Our culture is sexually broken

Home Opinion Our culture is sexually broken

When the film adaptation of a wildly popular erotic novel — “50 Shades of Grey” — comes out on our annual celebration of love, you know our culture has a disordered conception of the relationship between love and sexuality.

We have a sex obsession. I am constantly reminded of it everywhere. From social media to magazines in the grocery store checkout line, I am told that my worth amounts to my sexual utility, and that I should view others in this way as well. This disordered emphasis results from a rift in our own personal sexuality.

We are all sexually broken. We all naturally order our sexuality toward our own satisfaction.

This brokenness causes me to express my sexuality selfishly.
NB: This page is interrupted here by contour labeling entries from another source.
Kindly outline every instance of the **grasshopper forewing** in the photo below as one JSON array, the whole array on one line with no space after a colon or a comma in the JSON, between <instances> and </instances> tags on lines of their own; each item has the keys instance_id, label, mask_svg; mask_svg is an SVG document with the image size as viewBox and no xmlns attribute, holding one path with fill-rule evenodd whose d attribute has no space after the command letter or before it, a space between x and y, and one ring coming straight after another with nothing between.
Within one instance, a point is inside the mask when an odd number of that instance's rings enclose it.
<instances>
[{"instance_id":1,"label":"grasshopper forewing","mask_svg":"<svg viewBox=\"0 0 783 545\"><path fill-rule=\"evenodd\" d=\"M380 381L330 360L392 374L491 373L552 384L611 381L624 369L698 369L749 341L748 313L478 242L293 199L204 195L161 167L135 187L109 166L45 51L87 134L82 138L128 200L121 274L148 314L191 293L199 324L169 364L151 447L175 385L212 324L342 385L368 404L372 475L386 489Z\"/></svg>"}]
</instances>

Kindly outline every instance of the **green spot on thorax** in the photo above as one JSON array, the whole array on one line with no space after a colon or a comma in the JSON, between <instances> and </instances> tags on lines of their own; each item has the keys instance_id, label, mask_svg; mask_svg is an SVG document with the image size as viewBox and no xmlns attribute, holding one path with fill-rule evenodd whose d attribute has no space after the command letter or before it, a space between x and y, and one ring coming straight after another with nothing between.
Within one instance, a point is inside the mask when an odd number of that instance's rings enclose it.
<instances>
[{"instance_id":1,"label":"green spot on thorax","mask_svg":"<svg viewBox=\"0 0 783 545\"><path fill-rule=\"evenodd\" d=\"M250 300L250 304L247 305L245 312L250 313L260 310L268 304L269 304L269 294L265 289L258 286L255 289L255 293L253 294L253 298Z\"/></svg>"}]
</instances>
This pursuit of my own sexual desires is lust, which compels me to make my own satisfaction the end of my sexual experiences, reducing women to instruments of pleasure. By reducing a woman’s worth to her ability to please me sexually, I no longer see her as a person, but as a shadow of who she is. I begin to reduce every woman to her perceived sexual utility; I remove the personhood from her humanity and make her an object. The results: The college hookup culture, the porn-saturated entertainment business, and the ever-growing feeling of worthlessness many experience upon rejection.
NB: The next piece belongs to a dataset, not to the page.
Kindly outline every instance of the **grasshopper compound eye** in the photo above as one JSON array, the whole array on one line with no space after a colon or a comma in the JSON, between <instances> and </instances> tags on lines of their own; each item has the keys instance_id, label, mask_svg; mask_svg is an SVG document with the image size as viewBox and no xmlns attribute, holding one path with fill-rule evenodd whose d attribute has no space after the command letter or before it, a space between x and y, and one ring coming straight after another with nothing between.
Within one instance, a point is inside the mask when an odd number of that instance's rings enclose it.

Lust forces me into a constant state of comparison to my sexual competitors, against whom I must present myself as more sexually worthy. I must have a better chance than they of capturing the objects of my lust. I’ve reduced my own worth to my body’s sexual utility.
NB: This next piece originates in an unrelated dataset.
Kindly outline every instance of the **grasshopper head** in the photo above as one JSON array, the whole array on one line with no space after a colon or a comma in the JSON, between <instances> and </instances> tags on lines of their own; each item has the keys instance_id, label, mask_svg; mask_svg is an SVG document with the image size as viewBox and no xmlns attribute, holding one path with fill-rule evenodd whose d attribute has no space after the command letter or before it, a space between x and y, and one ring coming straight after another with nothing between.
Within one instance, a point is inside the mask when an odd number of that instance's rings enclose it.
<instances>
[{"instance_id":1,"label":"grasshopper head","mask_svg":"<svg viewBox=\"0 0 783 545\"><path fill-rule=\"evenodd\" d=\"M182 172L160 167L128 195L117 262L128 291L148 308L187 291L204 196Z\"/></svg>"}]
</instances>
At the bottom of this pit, I am enslaved to my sexual desires and what satisfies them. The sexual revolution has not brought freedom; rather, it’s left despair and an atmosphere of personal interactions bereft of meaningful love.

To change this, I must begin to see people as they are, not just their bodily shadows. I can only do this through “agápē” love. “Agápē” love tells me that I must first love myself, not selfishly, but charitably. Once I love myself appropriately, I see that same inherent worth in others. Recognizing this moves me to love others charitably, which involves sacrifice by making the concerns and worries of the individual I love my own.

Viewing my sexuality in light of agápē love inspires celibacy outside marriage, as I realize the uniqueness of the covenantal contract of marriage that proceeds from agápē love. The contract and language of a marriage contain a level of commitment absent from casual hookups or even dating. This covenantal commitment elevates sexual interactions to an extension of agápē love for a spouse.

Sex becomes a gift to my spouse because I express my sexuality to ultimately fulfill her sexual needs. I’ve removed my needs and act on hers alone. In the original “Book of Common Prayer” Solemnization of Marriage, the groom participating in the wedding ceremony ended his vows to his wife by including the phrase “with my body I thee worship.” This acknowledged that marriage is two becoming one, and in recognizing that, the groom devoted his body to his wife. In the absence of such a covenant, my sexuality is only expressed in my selfish brokenness; I can only act to satisfy my own desires.